Ragnar Kjartansson. Me and My Mother
A multifaceted artist and performer, Ragnar Kjartansson (Reykjavík, Iceland 1976) employs a number of expressive means in his work: video, sculpture, music, drawing, and painting which all depart from some aspect of performance. His works are characterized by the simultaneous presence of contrasting feelings: sadness and joy, horror and beauty, drama and humor. Gifted with a remarkable ability to involve our emotions, Kjartansson creates complex and, at the same time, rudimentally staged settings, that aim to unite art and life, following in the wake of Romantic experience, seeking an artistic solution to the enigma of existence.
For the occasion of his solo show at EX3, curated by Lorenzo Giusti and Arabella Natalini, for the first time in Italy, the artist will present the third episode of the Me and My Mother series, recently completed and ready to flank the first two episodes in the same series. Begun in 2000 the work is part of a project in progress which calls for the realization, every five years, of a filmed performance. Each time the actors are the same (the artist and his mother) with the same disparaging and emphatic action. The mother spitting in her son’s face, repeated over time, not only inspires a chain of psychoanalytic-type thoughts, but also narrates – in a grotesque way – the substantial ambivalence behind all bonds of affection as well as their intensity and their destruction. Apparently desecrating, Kjartansson’s work is really an unconventional homage to the mother and, at the same time, a melancholic reflection on time and death.
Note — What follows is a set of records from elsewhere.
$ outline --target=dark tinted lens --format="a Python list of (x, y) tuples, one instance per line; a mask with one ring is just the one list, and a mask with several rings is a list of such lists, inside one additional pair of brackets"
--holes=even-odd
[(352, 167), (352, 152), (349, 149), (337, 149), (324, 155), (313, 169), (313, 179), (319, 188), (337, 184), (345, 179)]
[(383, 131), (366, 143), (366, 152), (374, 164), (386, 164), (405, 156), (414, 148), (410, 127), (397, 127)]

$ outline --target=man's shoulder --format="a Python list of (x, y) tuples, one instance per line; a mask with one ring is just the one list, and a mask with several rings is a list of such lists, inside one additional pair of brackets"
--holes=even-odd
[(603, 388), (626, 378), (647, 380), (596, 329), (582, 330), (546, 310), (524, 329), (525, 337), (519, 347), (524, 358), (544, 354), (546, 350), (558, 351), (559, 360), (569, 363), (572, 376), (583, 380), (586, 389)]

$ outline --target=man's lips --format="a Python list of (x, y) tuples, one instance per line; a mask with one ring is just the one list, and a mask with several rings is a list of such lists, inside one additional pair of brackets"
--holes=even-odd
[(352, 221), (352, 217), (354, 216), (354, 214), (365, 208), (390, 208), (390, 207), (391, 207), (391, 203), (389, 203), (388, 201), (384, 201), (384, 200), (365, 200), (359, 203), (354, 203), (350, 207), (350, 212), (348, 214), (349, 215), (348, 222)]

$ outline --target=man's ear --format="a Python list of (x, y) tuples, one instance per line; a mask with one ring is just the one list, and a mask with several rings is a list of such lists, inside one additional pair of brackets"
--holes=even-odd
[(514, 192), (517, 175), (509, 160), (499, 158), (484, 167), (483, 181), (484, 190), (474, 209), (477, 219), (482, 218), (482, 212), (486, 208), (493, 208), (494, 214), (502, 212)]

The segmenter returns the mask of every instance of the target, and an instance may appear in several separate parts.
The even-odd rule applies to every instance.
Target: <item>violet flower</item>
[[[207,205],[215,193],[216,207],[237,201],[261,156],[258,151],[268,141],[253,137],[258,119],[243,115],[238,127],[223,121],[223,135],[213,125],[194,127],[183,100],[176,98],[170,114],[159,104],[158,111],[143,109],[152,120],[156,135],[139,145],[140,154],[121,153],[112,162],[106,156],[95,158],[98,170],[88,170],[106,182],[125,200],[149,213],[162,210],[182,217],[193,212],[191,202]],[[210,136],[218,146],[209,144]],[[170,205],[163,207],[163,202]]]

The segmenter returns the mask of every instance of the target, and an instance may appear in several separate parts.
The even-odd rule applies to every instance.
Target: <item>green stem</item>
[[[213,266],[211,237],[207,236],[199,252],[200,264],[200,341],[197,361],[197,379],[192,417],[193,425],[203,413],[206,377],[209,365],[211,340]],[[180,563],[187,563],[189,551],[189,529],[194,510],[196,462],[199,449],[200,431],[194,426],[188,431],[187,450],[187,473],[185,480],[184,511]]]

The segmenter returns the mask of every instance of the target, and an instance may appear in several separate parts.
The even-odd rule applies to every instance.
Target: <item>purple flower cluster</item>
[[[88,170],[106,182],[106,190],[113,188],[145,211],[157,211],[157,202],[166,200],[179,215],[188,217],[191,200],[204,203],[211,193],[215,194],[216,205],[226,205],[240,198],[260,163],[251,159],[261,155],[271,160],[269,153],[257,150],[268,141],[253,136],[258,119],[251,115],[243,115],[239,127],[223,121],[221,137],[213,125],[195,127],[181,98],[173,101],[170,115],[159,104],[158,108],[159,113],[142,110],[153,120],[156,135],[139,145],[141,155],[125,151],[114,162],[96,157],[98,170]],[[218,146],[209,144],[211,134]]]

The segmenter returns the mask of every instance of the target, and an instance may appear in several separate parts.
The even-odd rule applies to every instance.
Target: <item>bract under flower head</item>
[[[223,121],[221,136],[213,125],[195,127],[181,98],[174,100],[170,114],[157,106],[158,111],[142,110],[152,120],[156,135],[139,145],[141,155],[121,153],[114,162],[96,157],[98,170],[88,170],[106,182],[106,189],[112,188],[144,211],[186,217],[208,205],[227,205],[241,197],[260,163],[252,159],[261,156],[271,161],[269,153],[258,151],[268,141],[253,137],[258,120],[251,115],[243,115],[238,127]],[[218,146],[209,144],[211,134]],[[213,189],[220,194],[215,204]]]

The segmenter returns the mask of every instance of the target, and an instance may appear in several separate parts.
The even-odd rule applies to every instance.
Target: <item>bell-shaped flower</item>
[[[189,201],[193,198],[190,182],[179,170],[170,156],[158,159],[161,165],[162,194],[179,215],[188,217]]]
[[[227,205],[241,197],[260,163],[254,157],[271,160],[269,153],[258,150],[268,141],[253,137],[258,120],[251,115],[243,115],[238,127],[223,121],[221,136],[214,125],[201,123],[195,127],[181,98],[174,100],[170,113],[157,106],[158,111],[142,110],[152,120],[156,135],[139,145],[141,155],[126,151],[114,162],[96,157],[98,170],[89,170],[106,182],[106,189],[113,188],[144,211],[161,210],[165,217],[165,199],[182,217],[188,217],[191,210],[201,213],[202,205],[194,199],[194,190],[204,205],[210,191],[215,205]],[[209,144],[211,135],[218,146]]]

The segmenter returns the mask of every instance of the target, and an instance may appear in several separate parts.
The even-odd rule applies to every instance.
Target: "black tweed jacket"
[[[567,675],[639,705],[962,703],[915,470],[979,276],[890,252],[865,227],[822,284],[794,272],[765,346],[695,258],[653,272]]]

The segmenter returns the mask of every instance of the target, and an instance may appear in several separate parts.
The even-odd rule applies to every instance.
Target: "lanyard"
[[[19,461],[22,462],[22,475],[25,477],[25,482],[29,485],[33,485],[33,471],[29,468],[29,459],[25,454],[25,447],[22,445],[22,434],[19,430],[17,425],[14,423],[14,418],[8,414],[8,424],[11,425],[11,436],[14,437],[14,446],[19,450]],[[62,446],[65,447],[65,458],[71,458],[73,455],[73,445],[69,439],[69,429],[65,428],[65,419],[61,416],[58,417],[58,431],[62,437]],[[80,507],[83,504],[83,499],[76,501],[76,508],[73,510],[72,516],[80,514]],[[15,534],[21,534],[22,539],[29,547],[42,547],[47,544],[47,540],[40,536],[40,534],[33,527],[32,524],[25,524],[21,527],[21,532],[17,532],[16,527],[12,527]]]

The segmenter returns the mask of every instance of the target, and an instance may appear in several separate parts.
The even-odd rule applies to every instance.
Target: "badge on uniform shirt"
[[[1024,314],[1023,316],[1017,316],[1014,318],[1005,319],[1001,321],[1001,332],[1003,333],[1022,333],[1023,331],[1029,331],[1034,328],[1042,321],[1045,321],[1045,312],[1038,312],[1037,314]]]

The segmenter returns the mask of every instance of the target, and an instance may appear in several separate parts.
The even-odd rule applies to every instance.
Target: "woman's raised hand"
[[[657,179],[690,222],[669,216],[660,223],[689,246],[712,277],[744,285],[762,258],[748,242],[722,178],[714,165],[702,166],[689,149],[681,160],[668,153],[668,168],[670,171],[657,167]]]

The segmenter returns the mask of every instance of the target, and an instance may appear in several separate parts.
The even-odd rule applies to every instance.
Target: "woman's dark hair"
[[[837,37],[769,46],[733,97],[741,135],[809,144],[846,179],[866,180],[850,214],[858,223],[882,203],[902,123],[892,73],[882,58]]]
Other video works will be presented in EX3’s side halls, including Death and the Children (2002) and Satan is real (2004) which, with similar desecrating themes, pick up the complex relationship with death. There are also two installations composed by a series of paintings: The Raging Pornographic Sea (2006) and The Blossoming Trees performance (2008) which reflect on the artist’s role, bringing out its theatricality and highlighting its ambiguous nature between nature and artifice.
Ragnar Kjartansson lives and works in Reykjavík (Iceland) where he was born in 1976. Apart from his many exhibitions in the United States and Europe, we recall here his recent participation in the Venice Biennale 2009 (Icelandic Pavilion), in the seventh edition of Manifesta (Rovereto, Trentino-Sud Tirolo, 2008) and in the second Turin Triennial (2008).